Question : New Windows 7 workstations in existing SBS 2003 domain

I am updating and replacing all workstations (35 in total) for one of my larger clients.  The new workstations will all be Windows 7 Professional with Office 2010 Home and Business. The new PC's need to be installed on a weekend so that when staff arrive on Monday morning, they will simply turn on their new PC, log in and thier existing profile will load without a problem.

They currently use XP Pro and Office 2003. The DC is SBS 2003 standard

My question is in two parts:

1. How do I ensure that the existing roaming profiles will work properly with Windows 7? Do I have to change any settings or patch anything? Note that roaming profiles work perfectly now and I want to ensure that they continue to work well under Windows 7. I am also keen to ensure that there is very little disruption for users when they first log in first time.

2. As I have so many workstations to create, is there a way of running up a single workstation, joining it to the domain, creating an image and then copying that image across the rest of the PC's? I know there will be a problem with SIDs so how do I get around that? It would be great if the image was created then copied to the next PC so all that had to be done would be to update the Windows and Office activation keys and not have to join each and every PC to the domain manually.

Anything else I have forgotten?

Any other ideas or hints and tips welcome....

Thanks in advance.

Answer : New Windows 7 workstations in existing SBS 2003 domain

1) Roaming profiles changed significantly from 2000/XP to Vista/win7. The Windows 7 machines will *not* pull down old roaming profiles saved by XP/2000 machines.

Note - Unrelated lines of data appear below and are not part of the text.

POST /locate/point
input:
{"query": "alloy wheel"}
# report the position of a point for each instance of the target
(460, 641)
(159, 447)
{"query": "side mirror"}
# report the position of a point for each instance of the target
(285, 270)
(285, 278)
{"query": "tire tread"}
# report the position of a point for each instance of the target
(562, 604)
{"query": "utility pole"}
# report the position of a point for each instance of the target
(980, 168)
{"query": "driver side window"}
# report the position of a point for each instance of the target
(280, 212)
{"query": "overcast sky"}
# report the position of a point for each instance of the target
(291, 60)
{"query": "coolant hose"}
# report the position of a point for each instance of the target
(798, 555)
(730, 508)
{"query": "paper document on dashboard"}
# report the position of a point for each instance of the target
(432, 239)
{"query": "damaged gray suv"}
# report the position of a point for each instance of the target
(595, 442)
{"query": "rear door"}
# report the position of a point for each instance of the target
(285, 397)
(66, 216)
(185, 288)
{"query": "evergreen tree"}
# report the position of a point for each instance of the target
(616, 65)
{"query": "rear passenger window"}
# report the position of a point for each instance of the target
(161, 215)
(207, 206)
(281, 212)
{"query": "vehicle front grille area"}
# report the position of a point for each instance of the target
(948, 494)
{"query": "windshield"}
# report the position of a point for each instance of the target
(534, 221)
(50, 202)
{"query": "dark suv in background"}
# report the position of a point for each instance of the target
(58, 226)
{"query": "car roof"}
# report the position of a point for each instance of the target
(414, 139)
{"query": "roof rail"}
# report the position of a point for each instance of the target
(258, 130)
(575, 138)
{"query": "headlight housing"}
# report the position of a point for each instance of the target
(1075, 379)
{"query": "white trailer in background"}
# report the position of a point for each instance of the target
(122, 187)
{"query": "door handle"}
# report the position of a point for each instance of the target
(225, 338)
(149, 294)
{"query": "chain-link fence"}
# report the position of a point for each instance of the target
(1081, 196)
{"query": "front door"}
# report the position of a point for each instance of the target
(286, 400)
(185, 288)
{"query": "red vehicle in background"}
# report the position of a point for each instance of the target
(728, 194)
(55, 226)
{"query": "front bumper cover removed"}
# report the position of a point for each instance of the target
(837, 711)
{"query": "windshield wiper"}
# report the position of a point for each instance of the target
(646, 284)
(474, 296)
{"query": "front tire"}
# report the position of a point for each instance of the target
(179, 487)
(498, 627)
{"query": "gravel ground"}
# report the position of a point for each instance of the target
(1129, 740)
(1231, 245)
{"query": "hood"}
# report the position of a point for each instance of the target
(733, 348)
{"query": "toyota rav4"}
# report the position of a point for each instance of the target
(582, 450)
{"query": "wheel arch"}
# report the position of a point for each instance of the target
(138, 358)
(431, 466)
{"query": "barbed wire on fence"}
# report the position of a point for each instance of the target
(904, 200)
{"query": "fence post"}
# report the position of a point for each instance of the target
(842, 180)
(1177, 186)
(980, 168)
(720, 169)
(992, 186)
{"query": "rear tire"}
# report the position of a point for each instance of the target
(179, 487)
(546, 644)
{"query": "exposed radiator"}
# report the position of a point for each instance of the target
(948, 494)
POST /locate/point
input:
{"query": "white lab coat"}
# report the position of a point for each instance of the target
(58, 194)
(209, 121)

You will need to use a tool such as the Windows Easy Transfer or USMT to trasnfer your usres'settings.

2) You didn't mention *which* weekend you planned on doing this rollout, so if you have some time to plan ahead, I'd go over and work through the documentation and use the tools here:

http://technet.microsoft.com/en-us/solutionaccelerators/dd407791.aspx

The deployment toolkit will let you automate the USMT process for migrating settings, will let you create a "master" image with all of the software you want installed prior to deployment, and covers that SID issue. But to get everything working right does require a bit of a learning curve, planning, and most importantly testing. I wouldn't want to go into a weekend set up without knowing what to expect.

As I said, there is some up-front invenstment in time in setting this up, but once done, you can deploy current and future machines all with the same process, so there is some long-term reward, even in an SBS environment. I recommend this process for any organization of decent size (10 workstations or more, give or take) due to the long term savings and consistent and predictable image deployment.